L’altra ipotesi è che il progetto sia effettivamente esecutivo, ma che con criteri valutativi come quelli proposti l’amministrazione indirettamente e, probabilmente in modo non trasparente e non legittimo, induce ad un’Oepv mediante varianti progettuali.
La cosa è possibile, perché espressamente prevista dall’articolo 95, comma 14, del d.lgs 50/2016. Solo che occorre rispettare alcune condizioni poste dalla norma:
1)      possono autorizzare o esigere la presentazione di varianti da parte degli offerenti, indicandolo chiaramente col bando di gara;
2)      se autorizzano o richiedono le varianti debbono indicare nei documenti di gara:
a.       i requisiti minimi che le varianti devono rispettare,
b.      le modalità specifiche per la loro presentazione, in particolare se le varianti possono essere presentate solo ove sia stata presentata anche un'offerta, che è diversa da una variante.
3)      garantiscono che i criteri di aggiudicazione scelti possano essere applicati alle varianti che rispettano tali requisiti minimi e alle offerte conformi che non sono varianti;
4)      possono prendere in considerazione solo le varianti che rispondono ai requisiti minimi prescritti.
In poche parole: occorre sempre trasparenza e pubblicità preventiva, indicando chiaramente che sono ammesse o consentite varianti progettuali, ma delimitando lo spazio di variazione, prescrivendo quali requisiti le varianti debbono possedere per essere accettate.

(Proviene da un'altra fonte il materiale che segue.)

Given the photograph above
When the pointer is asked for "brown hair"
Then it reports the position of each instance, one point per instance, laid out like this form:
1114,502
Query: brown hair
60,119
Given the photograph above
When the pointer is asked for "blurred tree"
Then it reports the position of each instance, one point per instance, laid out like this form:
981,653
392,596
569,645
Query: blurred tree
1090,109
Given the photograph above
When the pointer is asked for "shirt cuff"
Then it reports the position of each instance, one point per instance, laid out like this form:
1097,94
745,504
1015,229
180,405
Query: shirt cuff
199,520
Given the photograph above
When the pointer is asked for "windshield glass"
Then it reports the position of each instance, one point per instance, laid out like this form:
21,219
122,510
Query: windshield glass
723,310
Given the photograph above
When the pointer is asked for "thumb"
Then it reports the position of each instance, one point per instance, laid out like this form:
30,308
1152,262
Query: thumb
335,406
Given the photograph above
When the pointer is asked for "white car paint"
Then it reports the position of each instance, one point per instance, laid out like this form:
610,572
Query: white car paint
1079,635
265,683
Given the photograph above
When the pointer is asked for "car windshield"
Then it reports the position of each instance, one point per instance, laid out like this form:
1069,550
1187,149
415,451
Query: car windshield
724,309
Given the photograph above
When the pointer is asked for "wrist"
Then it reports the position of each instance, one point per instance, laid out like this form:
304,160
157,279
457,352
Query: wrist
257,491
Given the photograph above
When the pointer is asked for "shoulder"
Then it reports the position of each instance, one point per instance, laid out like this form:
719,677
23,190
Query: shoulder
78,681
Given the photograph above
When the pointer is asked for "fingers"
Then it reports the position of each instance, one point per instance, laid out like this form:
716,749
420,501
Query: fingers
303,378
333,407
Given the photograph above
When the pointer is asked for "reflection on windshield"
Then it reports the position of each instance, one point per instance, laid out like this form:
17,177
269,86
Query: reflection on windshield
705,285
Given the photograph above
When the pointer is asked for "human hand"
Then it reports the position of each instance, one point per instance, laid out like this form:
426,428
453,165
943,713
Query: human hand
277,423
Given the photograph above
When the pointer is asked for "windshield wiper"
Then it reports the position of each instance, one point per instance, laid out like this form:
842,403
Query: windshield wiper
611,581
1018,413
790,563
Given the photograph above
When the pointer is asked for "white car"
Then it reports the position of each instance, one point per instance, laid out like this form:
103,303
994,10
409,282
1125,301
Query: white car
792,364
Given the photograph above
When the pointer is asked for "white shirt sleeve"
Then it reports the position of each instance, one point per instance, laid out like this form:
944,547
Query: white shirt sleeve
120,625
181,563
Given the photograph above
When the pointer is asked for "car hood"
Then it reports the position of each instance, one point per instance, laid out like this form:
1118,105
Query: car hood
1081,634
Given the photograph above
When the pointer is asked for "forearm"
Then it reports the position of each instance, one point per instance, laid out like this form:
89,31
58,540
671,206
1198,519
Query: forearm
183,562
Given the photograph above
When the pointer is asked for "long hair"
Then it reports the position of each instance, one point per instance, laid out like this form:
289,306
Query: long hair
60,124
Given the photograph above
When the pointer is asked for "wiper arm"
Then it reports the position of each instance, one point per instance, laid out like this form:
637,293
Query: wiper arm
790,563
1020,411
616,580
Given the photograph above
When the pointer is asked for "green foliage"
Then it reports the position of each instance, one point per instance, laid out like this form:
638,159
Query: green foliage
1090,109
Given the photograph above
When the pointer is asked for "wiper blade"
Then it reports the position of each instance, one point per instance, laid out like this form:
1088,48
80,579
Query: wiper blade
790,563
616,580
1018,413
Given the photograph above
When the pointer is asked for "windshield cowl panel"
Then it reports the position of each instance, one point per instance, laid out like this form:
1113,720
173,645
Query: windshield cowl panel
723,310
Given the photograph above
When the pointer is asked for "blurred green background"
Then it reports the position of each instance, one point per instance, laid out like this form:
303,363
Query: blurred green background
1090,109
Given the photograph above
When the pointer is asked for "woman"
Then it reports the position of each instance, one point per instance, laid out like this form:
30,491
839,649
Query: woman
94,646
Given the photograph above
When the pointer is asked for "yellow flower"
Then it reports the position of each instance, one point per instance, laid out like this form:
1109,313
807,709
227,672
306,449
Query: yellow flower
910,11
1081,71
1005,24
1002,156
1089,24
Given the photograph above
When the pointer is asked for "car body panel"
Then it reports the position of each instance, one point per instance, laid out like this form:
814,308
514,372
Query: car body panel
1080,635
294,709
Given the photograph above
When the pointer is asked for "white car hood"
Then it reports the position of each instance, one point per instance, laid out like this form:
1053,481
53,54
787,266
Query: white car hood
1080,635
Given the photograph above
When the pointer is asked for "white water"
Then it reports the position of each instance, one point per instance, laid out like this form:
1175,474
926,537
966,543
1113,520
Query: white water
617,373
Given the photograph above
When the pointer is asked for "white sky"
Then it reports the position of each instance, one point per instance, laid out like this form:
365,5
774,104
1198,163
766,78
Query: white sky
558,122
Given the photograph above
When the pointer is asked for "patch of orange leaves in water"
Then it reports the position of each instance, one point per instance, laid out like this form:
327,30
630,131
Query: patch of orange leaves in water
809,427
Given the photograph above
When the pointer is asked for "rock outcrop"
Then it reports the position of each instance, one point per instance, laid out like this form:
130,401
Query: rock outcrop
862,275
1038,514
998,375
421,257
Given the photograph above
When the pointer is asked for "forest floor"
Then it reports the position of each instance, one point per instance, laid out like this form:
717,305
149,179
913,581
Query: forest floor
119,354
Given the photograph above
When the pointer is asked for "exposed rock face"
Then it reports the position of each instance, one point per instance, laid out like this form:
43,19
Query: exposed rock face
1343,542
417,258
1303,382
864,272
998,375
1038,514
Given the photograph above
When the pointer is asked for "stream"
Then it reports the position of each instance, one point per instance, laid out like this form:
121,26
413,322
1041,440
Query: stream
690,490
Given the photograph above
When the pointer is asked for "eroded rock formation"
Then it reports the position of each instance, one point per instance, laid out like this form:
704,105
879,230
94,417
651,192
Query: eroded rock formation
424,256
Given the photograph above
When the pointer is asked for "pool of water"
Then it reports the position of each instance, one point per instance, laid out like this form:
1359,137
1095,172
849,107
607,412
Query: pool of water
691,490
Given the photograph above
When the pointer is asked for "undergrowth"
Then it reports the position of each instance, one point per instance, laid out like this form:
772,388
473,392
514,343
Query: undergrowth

Per esempio, si pensi ad un appalto di servizi ad alta intensità di manodopera, il cui progetto sia impostato sulla quantità e periodicità delle ore svolte dall’appaltatore: può essere, in astratto, utile prevedere un punteggio crescente al crescere delle ore offerte dall’offerente, ma si corre l’enorme rischio, nel caso di specie, di dumping sul costo del lavoro, perché probabilmente si va ad incidere in maniera molto forte sull’elemento salariale del prezzo finale, che in un appalto ad alta intensità di manodopera è fortemente incidente. D’altra parte, in un appalto per l’asfaltatura di una strada il bitume prescelto in sede di progettazione ad un certo prezzo non può considerarsi nemmeno in via di ipotesi meno efficiente e più costoso di un bitume offerto dal mercato: ciò testimonierebbe una pessima qualità della progettazione ed il ricorso all’Oepv non come modalità per coniugare la qualità al prezzo o la valutazione del ciclo di vita, bensì come un modo equivoco per tornare all’epoca dell’appalto concorso, svolto in assenza di progetto esecutivo in modo da far rimediare l’operatore economico alla carenza di capacità progettuale dell’amministrazione: esattamente, cioè, l’opposto di quello che il d.lgs 50/2016 vorrebbe come risultato.
Potrebbe darsi che simili modalità di fissazione dei criteri appartengano ad una fascia di “non rilevanza”: cioè, che siano considerate comunque funzionali ad un criterio che qualche elemento utile a valutare qualitativamente e quantitativamente la prestazione deve pur averlo.
E’ qui, allora, che si nota il deficit di utilità delle LG dell’Anac, nemmeno intente a sollevare un problema che appare, invece, rilevante perché ne va della qualità della progettazione.
Indicazioni chiare su come ed entro quali limiti sia concesso con l’Oepv chiedere quelle che potrebbero definirsi varianti implicite o indirette, attraverso le “migliorie” sarebbero necessarie, per non trasformare i progetti in meri elenchi prestazionali al ribasso, privi della capacità di definire in maniera compiuta la prestazione. Così facendo, l’Oepv sarebbe uno strumento surrettizio per far tornare la progettazione sostanzialmente nelle mani degli operatori economici, allargando di molto il rischio di bandi fotografia, orientato su criteri di “miglioria” specificamente appannaggio di certi operatori e non di altri.